よし、最後のクラスが体育館を出てしまうまでまだ結構あるな。だけど…遅いな。
教室棟二階にある俺らの教室で、太郎と待ち合わせをしている。だが、俺達が体育館を出てからもう三分くらい経つ。…このままでは工作を始める前に”鬼ごっこ”が始まってしまう。
「あ、蒼恃くん」
ふと、背後から声がする。振り向くとそこには、俺よりもはるかに背の低く、黒髪のよく似合う可愛らしい女の子、岡本 小海(おかもと こうみ)ちゃん(享年十一歳、死因:交通事故)がいた。ちなみに俺や太郎と同じで、この鬼ごっこに参加するのは二回目。
「あ。小海ちゃん。太郎見かけなかった?」
「あっちの方にいたよ。連れてってあげる!」
そう言って小海ちゃんは廊下を走って行く。俺も小海ちゃんを追って廊下を走る。
50m位走ったところで小海ちゃんは速度を落とし、歩き出す。そして五歩歩いたところで小海ちゃんの足が止まる。
「ここ!」
そう言って指さした先は、『男子トイレ』。
ちなみになぜ、禁止事項に”トイレの一時間以上の利用禁止”とあるのか。それは、”トイレから半径十m”が、鬼の立ち入り禁止ゾーンだからだ。それに、トイレに限って、”鬼の待ち伏せ禁止令”が布かれている。

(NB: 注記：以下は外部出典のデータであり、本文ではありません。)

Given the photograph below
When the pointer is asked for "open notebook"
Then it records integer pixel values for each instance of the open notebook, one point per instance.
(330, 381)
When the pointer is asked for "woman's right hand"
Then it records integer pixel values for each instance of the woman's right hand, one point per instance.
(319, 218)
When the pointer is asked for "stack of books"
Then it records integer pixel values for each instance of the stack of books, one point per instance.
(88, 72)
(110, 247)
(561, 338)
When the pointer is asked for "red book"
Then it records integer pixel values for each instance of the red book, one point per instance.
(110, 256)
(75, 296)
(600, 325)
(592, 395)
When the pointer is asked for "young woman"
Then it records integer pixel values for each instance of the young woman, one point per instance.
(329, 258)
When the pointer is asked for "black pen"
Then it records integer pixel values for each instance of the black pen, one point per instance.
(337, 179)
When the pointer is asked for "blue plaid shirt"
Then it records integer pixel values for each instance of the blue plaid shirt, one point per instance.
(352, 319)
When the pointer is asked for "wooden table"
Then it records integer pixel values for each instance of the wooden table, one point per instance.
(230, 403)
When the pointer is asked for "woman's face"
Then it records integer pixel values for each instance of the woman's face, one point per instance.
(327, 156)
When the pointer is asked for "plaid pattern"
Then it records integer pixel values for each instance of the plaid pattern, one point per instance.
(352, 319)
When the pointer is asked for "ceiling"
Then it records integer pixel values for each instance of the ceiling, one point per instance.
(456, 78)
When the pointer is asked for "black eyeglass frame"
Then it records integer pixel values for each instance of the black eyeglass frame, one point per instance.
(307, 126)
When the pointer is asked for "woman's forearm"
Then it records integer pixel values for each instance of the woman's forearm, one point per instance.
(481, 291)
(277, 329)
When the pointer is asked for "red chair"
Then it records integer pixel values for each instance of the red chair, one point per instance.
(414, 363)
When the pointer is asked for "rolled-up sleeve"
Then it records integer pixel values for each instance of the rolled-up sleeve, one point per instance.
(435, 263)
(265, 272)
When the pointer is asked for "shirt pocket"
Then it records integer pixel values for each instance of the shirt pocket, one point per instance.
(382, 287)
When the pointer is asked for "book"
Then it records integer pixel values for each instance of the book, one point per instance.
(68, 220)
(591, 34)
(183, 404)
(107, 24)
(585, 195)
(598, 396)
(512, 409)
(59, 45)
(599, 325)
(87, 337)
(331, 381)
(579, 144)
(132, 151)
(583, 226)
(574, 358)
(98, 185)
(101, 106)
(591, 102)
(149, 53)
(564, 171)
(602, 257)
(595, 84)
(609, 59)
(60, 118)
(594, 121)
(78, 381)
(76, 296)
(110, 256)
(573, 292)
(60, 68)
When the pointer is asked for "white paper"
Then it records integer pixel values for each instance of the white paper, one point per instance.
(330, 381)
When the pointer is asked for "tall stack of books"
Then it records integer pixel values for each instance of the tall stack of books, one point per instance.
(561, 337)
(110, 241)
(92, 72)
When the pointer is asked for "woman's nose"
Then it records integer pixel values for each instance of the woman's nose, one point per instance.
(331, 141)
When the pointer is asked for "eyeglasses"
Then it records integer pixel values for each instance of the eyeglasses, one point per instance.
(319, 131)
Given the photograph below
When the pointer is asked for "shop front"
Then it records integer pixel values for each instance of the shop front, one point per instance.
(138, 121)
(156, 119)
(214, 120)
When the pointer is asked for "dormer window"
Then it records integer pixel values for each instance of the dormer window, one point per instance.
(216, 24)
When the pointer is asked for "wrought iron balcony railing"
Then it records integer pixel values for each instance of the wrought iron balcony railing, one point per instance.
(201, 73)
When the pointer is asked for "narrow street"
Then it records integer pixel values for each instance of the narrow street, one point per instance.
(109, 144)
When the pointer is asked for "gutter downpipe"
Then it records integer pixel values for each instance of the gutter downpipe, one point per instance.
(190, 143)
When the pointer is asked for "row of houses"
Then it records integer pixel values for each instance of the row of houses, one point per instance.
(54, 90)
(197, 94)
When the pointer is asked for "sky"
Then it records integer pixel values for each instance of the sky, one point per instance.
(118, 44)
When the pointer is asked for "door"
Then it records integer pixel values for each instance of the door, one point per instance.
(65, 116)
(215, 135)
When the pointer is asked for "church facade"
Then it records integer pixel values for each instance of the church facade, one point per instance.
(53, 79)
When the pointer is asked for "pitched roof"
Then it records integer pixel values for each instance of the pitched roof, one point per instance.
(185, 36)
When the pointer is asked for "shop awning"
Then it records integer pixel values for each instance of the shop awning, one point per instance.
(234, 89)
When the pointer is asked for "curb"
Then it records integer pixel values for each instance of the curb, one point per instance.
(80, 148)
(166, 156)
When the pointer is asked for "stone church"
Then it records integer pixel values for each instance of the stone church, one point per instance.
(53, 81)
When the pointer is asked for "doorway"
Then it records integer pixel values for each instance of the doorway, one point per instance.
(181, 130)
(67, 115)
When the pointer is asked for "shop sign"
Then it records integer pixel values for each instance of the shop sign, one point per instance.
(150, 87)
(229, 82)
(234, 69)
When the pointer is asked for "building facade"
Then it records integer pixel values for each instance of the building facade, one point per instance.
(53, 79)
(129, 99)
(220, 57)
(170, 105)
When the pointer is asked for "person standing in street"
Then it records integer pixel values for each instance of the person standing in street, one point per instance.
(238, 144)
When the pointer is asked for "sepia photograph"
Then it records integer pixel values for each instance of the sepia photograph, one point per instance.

ただし、”トイレを利用できるのは一日三回”。これを破った者も失格となる。そう何度も使用されてはたまったものではないからな。
その話は今は置いといて。なぜ、教室で待ち合わせたはずの太郎が、こんなところにいるのか。しかも、一日三回しか使えない安全ゾーンにいるのか。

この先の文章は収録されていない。